Untuk mengantisipasi terjadinya hal tersebut, tak dimungkiri bahwa pendidikan menjadi solusi utama. Namun yang harus disadari, pendidikan utama anak-anak bukan hanya tanggung jawab orang tua, tapi lingkungan juga punya peran penting.
Pemerintah perlu memberdayakan masyarakat, mulai dari tingkat RT dan RW. Menurutnya, perlu dibentuk satgas perlindungan anak atau satgas sahabat anak. Sehingga, masyarakat turut terlibat dan tidak melakukan pembiaran terhadap penyimpangan sekecil apapun.
"Mengutip kata-kata istri mantan Presiden AS Barack Obama (Michelle Obama), ia berkata melindungi anak dan mendidik anak perlu orang sekampung," kata Kak Seto.
Di Jakarta, tambahnya, kuncinya dimulai dari RT dan RW. Dari singkatannya saja, Rukun Tetangga dan Rukun Warga, seharusnya mencerminkan kerukunan dan "guyup-nya" masyarakat.
Dalam lingkungan keluarga sendiri, perlu adanya usaha untuk menciptakan suasana akrab dengan adanya pertemuan antarkeluarga untuk membahas permasalahan anak dan remaja. Obrolan santai seputar berbagai hal yang terjadi di masyarakat pun sangat dibutuhkan.
"Usaha-usaha ini diharapkan mempu mendorong terciptanya suasana akrab dan nyaman di dalam rumah, khususnya keluarga."

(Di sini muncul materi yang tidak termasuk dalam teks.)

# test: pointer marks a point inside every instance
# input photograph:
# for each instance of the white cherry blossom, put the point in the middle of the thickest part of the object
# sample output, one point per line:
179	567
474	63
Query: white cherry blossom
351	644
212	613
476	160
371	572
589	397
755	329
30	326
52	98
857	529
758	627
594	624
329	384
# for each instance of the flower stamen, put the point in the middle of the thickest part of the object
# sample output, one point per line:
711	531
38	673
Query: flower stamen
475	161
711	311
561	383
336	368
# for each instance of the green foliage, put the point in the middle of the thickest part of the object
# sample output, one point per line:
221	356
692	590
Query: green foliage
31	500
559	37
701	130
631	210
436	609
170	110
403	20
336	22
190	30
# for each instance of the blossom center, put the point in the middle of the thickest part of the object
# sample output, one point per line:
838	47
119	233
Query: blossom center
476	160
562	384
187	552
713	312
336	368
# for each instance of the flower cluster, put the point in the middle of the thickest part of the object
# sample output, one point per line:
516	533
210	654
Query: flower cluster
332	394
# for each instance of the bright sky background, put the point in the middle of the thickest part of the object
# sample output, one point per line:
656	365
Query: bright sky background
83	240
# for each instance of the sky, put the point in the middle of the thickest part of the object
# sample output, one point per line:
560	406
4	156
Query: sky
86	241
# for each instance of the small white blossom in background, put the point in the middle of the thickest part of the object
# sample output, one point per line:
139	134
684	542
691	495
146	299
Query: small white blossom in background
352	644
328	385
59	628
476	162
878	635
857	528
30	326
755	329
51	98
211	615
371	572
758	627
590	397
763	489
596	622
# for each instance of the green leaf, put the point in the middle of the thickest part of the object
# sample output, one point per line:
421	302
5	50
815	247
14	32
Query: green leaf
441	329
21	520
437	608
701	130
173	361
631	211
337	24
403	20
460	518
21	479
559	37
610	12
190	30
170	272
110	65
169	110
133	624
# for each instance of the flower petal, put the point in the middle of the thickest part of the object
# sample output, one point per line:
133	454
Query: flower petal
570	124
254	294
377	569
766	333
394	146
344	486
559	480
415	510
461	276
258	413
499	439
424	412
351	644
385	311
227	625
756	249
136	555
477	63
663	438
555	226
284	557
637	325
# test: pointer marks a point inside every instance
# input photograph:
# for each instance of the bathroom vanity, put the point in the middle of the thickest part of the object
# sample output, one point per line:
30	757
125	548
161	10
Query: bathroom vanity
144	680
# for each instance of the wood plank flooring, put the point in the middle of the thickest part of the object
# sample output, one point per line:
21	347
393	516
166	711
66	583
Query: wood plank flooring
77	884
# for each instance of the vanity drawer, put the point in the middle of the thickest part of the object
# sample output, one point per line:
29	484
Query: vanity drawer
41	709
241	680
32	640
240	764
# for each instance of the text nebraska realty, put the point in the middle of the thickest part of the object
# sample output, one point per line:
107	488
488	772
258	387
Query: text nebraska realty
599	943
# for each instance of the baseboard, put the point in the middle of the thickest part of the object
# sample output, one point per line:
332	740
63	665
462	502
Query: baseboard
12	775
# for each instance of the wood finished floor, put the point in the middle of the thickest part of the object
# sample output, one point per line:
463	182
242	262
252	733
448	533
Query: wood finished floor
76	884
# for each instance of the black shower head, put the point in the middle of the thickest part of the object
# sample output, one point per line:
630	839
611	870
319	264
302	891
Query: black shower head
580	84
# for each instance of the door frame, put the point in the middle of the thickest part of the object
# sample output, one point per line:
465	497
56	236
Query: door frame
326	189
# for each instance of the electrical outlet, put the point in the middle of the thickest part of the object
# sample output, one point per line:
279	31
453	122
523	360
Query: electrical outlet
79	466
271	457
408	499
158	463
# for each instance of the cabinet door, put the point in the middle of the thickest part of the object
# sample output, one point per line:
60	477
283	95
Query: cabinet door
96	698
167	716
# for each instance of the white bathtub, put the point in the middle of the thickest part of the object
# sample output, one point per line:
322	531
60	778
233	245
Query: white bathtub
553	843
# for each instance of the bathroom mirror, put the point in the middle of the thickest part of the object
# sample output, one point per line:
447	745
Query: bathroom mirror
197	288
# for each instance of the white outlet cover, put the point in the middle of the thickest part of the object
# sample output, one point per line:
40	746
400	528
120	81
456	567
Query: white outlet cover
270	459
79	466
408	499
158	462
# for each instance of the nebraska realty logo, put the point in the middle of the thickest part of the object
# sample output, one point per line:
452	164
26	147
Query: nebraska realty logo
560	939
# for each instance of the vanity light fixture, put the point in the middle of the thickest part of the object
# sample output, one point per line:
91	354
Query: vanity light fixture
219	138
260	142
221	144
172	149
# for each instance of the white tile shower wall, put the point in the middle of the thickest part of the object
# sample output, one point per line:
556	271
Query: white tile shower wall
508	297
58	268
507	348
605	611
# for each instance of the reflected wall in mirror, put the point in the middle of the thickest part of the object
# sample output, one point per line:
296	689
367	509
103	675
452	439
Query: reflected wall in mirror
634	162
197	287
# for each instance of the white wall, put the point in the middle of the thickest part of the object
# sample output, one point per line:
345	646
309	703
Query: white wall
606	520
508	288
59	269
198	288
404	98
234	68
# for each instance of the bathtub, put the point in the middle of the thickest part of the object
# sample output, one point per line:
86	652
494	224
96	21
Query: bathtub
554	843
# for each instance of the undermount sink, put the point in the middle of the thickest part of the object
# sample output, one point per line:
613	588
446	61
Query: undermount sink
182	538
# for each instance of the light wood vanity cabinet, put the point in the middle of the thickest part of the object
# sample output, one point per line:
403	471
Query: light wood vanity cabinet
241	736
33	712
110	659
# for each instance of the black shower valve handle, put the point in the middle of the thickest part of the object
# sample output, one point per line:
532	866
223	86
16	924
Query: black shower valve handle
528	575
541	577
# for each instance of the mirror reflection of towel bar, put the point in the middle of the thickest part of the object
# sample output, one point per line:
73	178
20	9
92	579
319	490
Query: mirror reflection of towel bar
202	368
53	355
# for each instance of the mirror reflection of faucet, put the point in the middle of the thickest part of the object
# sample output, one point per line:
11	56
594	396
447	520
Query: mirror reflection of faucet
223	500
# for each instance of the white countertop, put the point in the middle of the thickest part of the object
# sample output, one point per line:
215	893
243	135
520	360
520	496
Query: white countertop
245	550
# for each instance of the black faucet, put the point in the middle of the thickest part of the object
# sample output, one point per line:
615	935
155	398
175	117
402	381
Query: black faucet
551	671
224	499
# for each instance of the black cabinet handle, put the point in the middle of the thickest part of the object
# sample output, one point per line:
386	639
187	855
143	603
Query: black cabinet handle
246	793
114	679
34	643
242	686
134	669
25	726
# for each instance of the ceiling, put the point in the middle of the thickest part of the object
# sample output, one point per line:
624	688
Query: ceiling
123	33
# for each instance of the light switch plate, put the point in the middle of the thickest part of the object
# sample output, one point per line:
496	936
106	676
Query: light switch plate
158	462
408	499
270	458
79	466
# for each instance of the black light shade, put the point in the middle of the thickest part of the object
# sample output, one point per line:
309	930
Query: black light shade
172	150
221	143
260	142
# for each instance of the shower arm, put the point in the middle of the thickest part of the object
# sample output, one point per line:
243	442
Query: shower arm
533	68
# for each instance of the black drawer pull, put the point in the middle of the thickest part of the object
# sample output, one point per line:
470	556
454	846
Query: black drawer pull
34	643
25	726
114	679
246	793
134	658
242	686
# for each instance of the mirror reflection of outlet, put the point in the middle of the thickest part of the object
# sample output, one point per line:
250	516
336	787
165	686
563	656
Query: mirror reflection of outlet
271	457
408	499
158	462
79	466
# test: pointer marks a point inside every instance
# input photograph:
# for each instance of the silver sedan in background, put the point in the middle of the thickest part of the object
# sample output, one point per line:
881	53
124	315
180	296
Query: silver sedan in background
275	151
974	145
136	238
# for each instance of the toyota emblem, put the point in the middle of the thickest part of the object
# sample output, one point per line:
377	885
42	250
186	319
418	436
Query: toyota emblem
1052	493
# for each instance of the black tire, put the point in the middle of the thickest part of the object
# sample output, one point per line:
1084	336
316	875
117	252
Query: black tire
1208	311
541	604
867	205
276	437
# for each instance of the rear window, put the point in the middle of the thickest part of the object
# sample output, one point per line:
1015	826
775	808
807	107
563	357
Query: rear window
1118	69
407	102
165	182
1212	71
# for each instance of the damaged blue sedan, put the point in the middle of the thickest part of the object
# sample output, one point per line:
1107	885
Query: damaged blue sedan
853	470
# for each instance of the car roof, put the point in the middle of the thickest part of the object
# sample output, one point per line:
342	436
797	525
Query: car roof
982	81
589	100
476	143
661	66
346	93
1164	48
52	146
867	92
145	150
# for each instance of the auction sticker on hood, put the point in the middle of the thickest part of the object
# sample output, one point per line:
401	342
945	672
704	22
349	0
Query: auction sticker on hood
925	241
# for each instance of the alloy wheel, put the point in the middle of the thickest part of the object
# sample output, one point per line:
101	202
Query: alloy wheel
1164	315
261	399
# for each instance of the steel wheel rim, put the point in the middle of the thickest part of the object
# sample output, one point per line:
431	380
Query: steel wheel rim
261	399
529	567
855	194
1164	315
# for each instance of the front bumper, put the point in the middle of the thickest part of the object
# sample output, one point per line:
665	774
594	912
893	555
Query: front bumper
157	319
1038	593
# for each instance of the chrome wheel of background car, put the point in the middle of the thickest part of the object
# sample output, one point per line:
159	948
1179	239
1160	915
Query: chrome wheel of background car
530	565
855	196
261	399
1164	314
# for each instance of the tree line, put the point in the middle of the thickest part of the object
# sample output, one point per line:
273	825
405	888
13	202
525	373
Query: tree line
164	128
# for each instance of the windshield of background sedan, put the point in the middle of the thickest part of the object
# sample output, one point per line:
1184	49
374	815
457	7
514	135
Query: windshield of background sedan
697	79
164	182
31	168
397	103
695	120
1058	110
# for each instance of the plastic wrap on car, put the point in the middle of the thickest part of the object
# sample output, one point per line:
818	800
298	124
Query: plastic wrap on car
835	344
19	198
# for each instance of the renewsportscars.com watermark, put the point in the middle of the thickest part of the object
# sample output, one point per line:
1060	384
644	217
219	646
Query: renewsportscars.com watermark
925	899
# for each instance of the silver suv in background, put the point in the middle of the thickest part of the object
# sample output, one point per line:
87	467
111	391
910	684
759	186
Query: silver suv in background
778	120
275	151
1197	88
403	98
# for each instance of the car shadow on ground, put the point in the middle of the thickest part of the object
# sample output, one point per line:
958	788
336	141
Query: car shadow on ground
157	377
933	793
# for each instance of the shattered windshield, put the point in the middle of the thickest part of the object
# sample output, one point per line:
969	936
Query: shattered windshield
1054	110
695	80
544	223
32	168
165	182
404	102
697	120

Adanya kenyamanan dan keakraban dalam keluarga sendiri diyakini akan membantu membentengi anak-anak dari pengaruh buruk dan 'ajaran'ajaran' yang tak benar dari lingkungan sekitar.
Sekolah Masih Sering Melakukan 'Kekerasan' terhadap AnakTak hanya dalam keluarga dan lingkungan masyarakat, anak juga dihadapkan dengan lingkungan sekolah. Rupanya, kadang tanpa sadar para guru yang masih mengandalkan kekerasan dalam mendidik anak sehingga terbentuklah budaya kekerasan.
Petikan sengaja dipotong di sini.